Il hocha la tête et partit vers son coussin. Ce fut la main d'Alrek qui l'empêcha de s'agenouiller dessus. Il le tira jusqu'au sofa et l'y fit asseoir.

- Entre nous, tu n'as plus besoin de faire semblant. De nous deux, je suis celui sans trône.

- Je n'ai pas le mien non plus.

- Si ta mère ne s'était pas joué de toi, tu serais dessus. Dès que tu remettras un pied à Ceramos, ton peuple te reconnaîtra et détrônera ta mère.

Si seulement c'était aussi simple. Depuis tous ces mois, Elina devait avoir consolidé son pouvoir sur le peuple. Si même les régents du roi Caspar ne parvenaient pas à la maîtriser, des paysans n'allaient pas pouvoir faire grand-chose. Il avait besoin d'une armée pour faire face à sa mère. Il ne pouvait pas compter sur un miracle.

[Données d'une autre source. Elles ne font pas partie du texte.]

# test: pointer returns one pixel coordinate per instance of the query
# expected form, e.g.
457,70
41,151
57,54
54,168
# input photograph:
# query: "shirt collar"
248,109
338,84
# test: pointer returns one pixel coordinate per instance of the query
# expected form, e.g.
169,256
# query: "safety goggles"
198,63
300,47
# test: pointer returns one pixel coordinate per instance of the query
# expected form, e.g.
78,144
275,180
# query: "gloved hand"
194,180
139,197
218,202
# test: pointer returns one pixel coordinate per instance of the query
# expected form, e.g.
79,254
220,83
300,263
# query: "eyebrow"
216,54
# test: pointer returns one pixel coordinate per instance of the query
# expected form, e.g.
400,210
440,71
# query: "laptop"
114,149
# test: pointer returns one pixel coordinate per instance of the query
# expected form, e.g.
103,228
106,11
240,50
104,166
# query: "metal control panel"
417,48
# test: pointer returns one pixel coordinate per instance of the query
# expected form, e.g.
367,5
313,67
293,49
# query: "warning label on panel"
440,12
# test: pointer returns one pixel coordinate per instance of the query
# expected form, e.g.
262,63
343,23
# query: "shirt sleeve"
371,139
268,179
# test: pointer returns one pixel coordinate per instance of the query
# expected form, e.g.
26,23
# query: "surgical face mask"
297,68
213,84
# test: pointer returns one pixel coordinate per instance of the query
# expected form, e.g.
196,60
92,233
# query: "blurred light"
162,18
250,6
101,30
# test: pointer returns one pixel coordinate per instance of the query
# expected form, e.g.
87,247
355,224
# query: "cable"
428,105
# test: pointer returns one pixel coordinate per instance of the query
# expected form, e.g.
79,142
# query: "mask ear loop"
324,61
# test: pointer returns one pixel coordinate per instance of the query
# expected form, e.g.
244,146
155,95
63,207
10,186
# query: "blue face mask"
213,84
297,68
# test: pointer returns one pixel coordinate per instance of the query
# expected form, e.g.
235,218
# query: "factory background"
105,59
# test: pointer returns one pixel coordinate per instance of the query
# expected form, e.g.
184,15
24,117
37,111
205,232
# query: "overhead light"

- Je doute de pouvoir récupérer mon héritage sans une guerre. Et je n'ai pas envie d'avoir à affronter ma propre mère.

- Je me doute.

Il frémit lorsque la main du prince se posa sur la sienne. Ce côté tactile était inhabituel et perturbant. Il créait un conflit en Vestar qu'il lui était encore impossible de résoudre. Il le laissait faire, sans savoir si c'était par pitié, par empathie ou parce qu'il en avait envie.

Il ne la retira que lorsque Sakari ouvrit la porte pour laisser passer un servant avec un lourd plateau. Le poing de Vestar se crispa en voyant Skuti apparaître. Il tourna la tête vers Alrek qui avait son visage de cour.

- Merci, Skuti, dit-il posément lorsque le servant posa le plateau.

- Voulez-vous que je m'occupe de vos cheveux, Seigneur ?

La voix sucrée du servant donna envie à Vestar de lui fracasser le crâne à coup de carafe.

- S'il te plaît.

Il fusilla Alrek du regard face à son extrême politesse. Jamais n'avait-il eu droit à un « s'il te plaît » depuis qu'il avait été forcé de prendre la position de knähund. Pourquoi ce traître y avait-il droit alors qu'il l'avait presque tué ?

Sans se préoccuper du servant qui lui tressait les cheveux, Alrek se pencha sur lui et murmura à son oreille :

- Nous avons besoin de lui. Il a des liens très utiles.

- Est-ce une raison pour pardonner ce qu'il a fait ? Pour lui parler avec autant de miel ?

- Parfois, il faut savoir utiliser ses ennemis.

- Les utiliser, oui. Ce que vous faites, ce n'est pas l'utiliser. C'est coucher avec une vipère.

Le prince fronça les sourcils.

- Pardon ?

- Je suppose que vous ne connaissez pas cette expression. Elle vient de l'idée qu'une vipère, même en apparence parfaitement domestiquée, finira toujours par vous mordre et vous tuer. Vous pensez avoir la main-mise sur lui mais il sera le premier à vous trancher la gorge dans votre sommeil si vous lui en donnez la chance. Surtout avec ce double jeu à peine subtile que vous vous amusez à jouer. Vous le flattez d'une main et me caressez de l'autre. Je doute que cela vous attire sa loyauté. Encore plus avec tout ce qu'il s'est déjà passé.